Oleh Aguk Irawan MN.

“Wa lā tangkiḥụ mā nakaḥa ābā`ukum minan-nisā`i illā mā qad salaf;dan janganlah kamu nikahi wanita-wanita yang telah dinikahi oleh ayahmu, terkecuali pada masa yang telah lampau sekali.(QS. An-Nisa Ayat 22).

Apa makna nikah pada ayat diatas? Apakah yang dimaskud nikah itu akad atau hubungan seksual? Apakah nikah di atas itu bermaksud telah terjadi akad dan telah menggauli, atau menggauli bebas, tanpa akad dan berzina? Pertanyaan ini masih bisa terus dikembangkan, sehingga lahirlah perbedaan hukum diantara ulama.

Pertanyaannya, kenapa itu bisa terjadi? Menurut Prof. M Quraish Shihab dalam bukunya “Satu Firman Beragam Penafsiran”, karena al-Quran memang membuka peluang adanya perbedaan. Pertanyaan berikutnya, mengapa Allah membuka peluang itu? Karena, antara lain al-Quran merupakan salah satu  rahmat Allah yang menghidangkan aneka hidangan untuk dipilih manusia sesuai dengan kecenderungan serta sejalan dengan perkembangan sosial budayanya,” tegasnya.
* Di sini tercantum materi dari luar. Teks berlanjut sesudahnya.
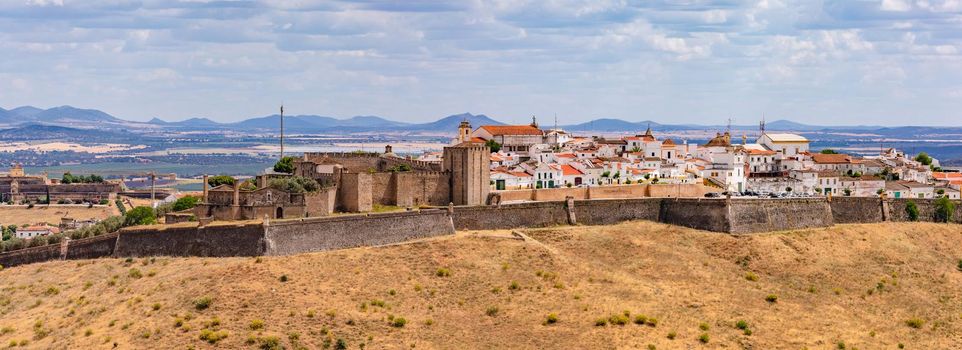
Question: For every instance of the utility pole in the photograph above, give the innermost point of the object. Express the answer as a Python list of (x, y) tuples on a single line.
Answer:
[(282, 131), (153, 202)]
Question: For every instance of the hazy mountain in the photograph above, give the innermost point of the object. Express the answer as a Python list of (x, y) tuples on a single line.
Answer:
[(68, 113), (451, 123), (52, 132)]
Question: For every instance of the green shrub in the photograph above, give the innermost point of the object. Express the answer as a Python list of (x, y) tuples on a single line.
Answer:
[(271, 343), (184, 203), (618, 319), (915, 323), (944, 208), (704, 338), (211, 336), (203, 303), (552, 318), (285, 165), (140, 216), (912, 210)]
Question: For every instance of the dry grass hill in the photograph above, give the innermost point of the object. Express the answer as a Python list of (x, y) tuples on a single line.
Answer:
[(857, 286)]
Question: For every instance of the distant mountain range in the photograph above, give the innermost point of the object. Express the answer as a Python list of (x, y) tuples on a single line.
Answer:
[(71, 117)]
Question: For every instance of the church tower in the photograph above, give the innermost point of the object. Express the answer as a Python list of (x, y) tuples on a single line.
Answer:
[(464, 131), (469, 166)]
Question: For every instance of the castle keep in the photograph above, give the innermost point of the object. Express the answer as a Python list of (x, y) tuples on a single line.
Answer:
[(363, 180)]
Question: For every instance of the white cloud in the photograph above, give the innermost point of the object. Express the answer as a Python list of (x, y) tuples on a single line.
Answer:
[(896, 5)]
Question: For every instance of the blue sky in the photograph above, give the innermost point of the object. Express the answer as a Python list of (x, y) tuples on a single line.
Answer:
[(886, 62)]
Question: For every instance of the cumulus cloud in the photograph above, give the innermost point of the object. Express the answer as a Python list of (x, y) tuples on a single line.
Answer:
[(420, 59)]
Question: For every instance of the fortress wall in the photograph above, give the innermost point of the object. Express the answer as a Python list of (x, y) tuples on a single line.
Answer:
[(30, 255), (383, 189), (753, 215), (320, 234), (846, 210), (702, 214), (617, 191), (227, 239), (93, 247), (534, 214), (559, 194), (611, 211), (678, 190)]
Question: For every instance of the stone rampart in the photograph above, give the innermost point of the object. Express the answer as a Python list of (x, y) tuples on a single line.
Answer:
[(702, 214), (755, 215), (320, 234), (611, 211), (534, 214), (93, 247), (30, 255), (227, 239), (847, 210)]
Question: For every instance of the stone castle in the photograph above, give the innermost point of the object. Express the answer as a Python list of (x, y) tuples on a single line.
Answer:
[(357, 182), (363, 180)]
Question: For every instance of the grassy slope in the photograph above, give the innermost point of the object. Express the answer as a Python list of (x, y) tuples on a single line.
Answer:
[(682, 277)]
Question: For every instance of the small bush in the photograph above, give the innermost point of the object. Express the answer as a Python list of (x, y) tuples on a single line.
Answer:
[(271, 343), (912, 210), (915, 323), (618, 319), (212, 336), (203, 303), (552, 318)]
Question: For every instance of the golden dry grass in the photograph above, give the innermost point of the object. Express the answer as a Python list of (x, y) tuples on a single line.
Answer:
[(857, 284)]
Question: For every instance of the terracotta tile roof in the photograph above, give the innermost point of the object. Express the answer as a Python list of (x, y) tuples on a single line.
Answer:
[(831, 158), (499, 130), (570, 170)]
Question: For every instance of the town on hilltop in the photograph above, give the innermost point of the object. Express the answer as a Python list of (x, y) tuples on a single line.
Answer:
[(775, 165)]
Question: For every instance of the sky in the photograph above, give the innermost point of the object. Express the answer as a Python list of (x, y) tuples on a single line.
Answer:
[(888, 62)]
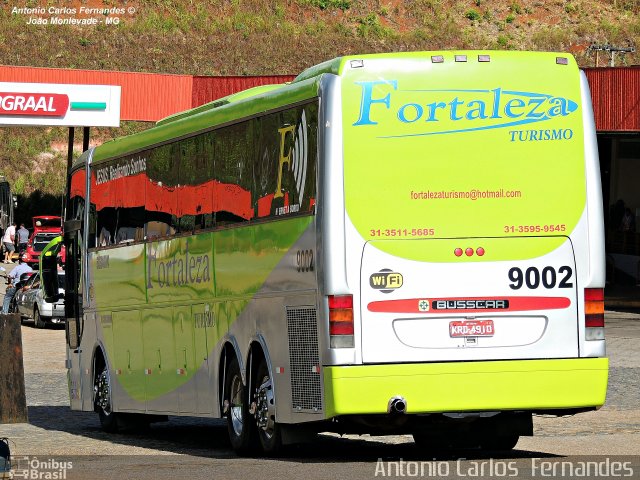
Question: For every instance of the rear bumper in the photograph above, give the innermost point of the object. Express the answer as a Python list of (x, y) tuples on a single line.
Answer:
[(467, 386)]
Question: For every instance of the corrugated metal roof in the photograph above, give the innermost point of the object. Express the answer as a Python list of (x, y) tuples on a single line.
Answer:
[(144, 95), (615, 92), (207, 89), (150, 97)]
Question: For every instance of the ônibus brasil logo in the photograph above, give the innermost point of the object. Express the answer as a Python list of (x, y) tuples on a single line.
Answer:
[(474, 109)]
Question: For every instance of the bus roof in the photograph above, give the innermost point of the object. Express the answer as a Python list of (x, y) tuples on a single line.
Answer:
[(268, 97), (226, 110)]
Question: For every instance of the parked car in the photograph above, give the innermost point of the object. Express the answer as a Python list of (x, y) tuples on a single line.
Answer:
[(30, 302), (45, 229)]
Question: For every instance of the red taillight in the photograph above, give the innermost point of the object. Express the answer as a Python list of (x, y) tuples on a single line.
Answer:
[(594, 307), (340, 314)]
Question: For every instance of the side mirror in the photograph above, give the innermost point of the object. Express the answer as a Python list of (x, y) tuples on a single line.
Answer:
[(49, 270)]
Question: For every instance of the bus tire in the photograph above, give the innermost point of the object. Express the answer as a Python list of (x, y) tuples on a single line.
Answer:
[(269, 432), (102, 400), (240, 423)]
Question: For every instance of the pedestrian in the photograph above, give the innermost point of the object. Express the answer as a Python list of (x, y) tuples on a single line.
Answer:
[(8, 240), (23, 237), (14, 278)]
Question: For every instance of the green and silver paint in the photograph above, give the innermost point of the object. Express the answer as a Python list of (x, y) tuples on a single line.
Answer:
[(198, 285)]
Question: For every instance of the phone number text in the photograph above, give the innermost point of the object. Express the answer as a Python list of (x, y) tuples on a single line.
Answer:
[(402, 232), (535, 228)]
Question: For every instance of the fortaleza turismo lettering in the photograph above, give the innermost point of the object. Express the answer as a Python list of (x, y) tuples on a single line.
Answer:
[(495, 108), (179, 270), (121, 169)]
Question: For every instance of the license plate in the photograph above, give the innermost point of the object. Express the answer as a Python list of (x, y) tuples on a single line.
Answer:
[(471, 328)]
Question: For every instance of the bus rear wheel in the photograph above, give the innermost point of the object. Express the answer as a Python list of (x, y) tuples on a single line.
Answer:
[(269, 431), (102, 401), (240, 424)]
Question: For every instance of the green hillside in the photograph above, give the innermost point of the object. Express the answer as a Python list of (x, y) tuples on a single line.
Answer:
[(261, 37)]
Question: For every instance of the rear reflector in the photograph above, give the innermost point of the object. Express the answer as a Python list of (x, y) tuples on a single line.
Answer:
[(594, 307), (341, 321)]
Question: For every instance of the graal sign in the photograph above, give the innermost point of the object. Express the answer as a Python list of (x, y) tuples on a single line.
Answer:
[(59, 104)]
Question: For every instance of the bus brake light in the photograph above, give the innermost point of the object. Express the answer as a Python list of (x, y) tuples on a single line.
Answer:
[(594, 313), (341, 321)]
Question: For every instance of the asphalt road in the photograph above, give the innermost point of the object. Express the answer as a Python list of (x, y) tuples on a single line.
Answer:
[(69, 443)]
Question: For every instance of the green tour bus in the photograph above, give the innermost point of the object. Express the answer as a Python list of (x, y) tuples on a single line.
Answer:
[(401, 243)]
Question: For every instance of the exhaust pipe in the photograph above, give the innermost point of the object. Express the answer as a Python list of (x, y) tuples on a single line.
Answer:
[(397, 405)]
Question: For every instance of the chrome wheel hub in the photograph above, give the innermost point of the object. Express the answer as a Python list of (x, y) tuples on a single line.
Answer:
[(265, 407), (102, 391)]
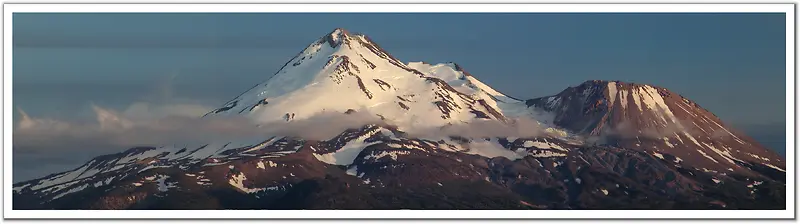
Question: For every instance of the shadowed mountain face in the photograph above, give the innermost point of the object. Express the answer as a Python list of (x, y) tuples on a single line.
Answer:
[(441, 140)]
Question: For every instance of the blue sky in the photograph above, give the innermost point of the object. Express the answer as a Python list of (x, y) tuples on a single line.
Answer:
[(731, 64)]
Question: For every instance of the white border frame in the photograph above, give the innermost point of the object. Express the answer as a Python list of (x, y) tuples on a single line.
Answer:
[(788, 9)]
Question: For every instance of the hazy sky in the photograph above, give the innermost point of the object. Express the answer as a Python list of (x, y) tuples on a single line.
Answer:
[(731, 64)]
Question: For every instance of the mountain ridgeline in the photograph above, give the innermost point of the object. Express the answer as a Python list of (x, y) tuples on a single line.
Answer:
[(599, 145)]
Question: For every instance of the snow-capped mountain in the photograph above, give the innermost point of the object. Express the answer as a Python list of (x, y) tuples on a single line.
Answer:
[(579, 155), (651, 118)]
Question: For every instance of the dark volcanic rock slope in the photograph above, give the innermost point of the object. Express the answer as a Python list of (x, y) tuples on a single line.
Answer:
[(612, 145), (650, 118)]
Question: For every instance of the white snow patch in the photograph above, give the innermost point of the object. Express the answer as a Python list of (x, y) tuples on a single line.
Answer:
[(346, 155), (491, 149), (382, 154), (612, 91)]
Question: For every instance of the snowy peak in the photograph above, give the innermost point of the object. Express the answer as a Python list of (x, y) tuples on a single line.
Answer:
[(337, 37), (344, 71)]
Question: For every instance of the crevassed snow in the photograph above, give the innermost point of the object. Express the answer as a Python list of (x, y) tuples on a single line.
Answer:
[(491, 149), (543, 145), (17, 189), (346, 155), (70, 191), (774, 167), (382, 154), (612, 92), (659, 155), (237, 181)]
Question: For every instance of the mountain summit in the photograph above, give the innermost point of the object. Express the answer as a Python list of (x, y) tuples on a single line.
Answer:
[(443, 140), (646, 117)]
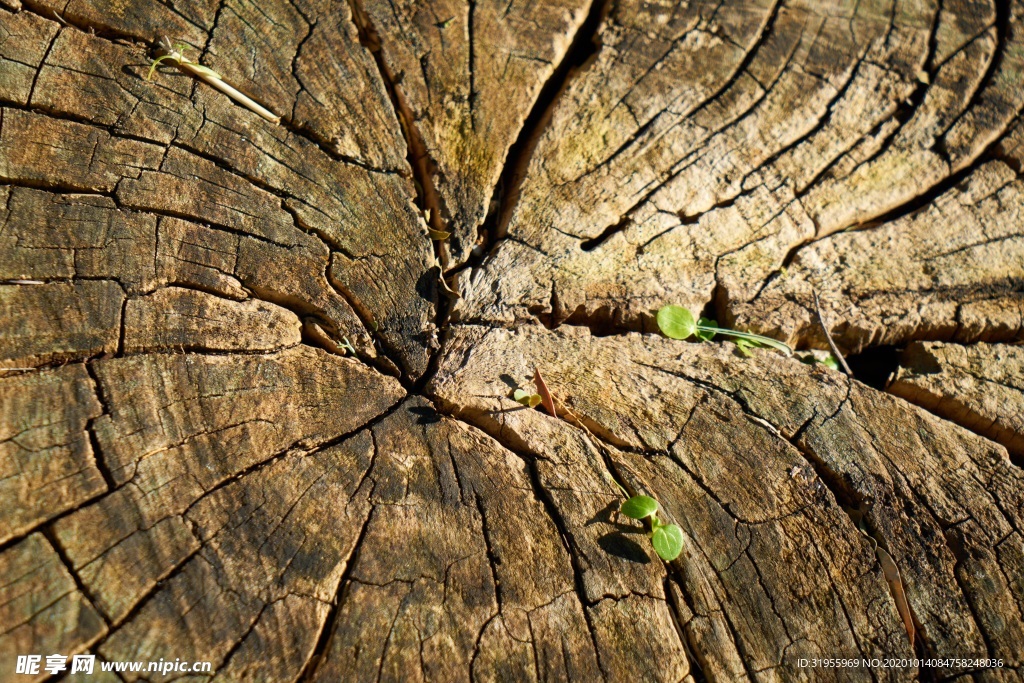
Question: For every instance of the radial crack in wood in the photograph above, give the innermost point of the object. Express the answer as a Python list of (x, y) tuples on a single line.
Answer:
[(980, 387)]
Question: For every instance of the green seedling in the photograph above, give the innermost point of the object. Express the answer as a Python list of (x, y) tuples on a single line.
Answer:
[(678, 323), (174, 54), (667, 539), (828, 360), (347, 345), (526, 398)]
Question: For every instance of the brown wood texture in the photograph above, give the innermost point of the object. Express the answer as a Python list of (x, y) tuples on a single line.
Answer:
[(254, 413)]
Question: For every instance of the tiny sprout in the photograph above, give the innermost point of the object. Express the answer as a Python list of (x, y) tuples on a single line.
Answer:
[(677, 323), (826, 360), (174, 54), (526, 398), (347, 345), (667, 539)]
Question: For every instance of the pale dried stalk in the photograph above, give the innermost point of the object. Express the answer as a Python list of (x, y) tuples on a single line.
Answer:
[(214, 80)]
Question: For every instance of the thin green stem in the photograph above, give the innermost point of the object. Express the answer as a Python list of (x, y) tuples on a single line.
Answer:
[(749, 336)]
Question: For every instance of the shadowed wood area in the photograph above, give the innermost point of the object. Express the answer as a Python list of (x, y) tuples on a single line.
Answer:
[(257, 379)]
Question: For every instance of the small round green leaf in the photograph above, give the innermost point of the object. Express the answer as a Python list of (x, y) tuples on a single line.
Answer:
[(668, 542), (639, 507), (676, 322)]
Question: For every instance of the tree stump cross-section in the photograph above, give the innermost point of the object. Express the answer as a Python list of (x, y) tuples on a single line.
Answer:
[(257, 378)]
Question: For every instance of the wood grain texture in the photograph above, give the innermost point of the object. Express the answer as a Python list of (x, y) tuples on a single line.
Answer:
[(245, 421), (979, 387)]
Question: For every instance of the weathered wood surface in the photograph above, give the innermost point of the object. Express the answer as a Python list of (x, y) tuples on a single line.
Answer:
[(242, 421), (980, 387)]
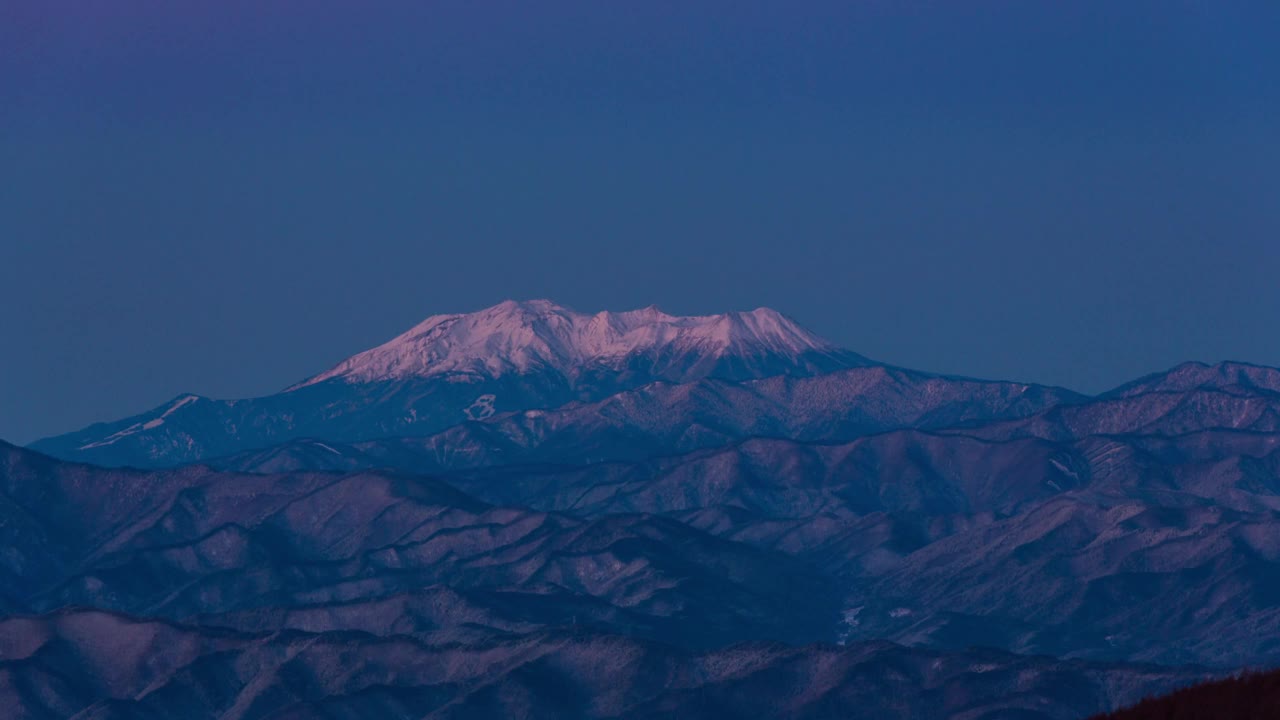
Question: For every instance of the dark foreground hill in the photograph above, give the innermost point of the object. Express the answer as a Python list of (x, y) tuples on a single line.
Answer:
[(1253, 696), (95, 665)]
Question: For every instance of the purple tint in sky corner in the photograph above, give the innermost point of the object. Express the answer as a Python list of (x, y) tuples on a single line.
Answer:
[(225, 197)]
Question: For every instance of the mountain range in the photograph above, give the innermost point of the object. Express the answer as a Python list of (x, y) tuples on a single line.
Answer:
[(636, 514)]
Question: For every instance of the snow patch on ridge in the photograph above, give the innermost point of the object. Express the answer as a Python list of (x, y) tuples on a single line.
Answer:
[(138, 427)]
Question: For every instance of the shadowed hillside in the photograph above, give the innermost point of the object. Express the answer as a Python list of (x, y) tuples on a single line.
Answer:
[(1255, 696)]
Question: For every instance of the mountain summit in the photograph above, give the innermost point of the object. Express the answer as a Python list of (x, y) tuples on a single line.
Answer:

Contoh yang demikian amat banyak pada ayat-ayat al-Quran, tidak hanya terkait dengan hukum-hukum (syariat), tetapi juga aqidah, seperti “yadullah”, apakah disana tangan? Atau kekuasaan? Menurut Prof Quraish Shihab itu dapat menimbulkan sengketa bila masing-masing enggan bertoleransi.

Tetapi keistimewaan al-Qur’an menurut Ulama besar Mesir Syekh Abdullah Darraz dalam kitabnya “An-Naba Al-Azhim,” salah satunya, jutsru terletak pada keaneka ragaman makna ini, “Apabila Anda membaca al-Quran, dan membandingkan tiap makna dari mufasir, Anda akan menemukan perbedaan disana.” Katanya dalam karya itu.

“Ayat-ayat Alquran bagaikan berlian setiap sudutnya memancarkan cahaya yang berbeda dengan cahaya yang terpancar dari sudut lainnya, dan tidak mustahil jika Anda mempersilakan orang lain memandangnya, dia akan melihat lebih banyak ketimbang apa yang Anda lihat.” Lanjut Syaikh Darraz. Jadi adakah berlian yang tak menampakkan kilau warna- warni?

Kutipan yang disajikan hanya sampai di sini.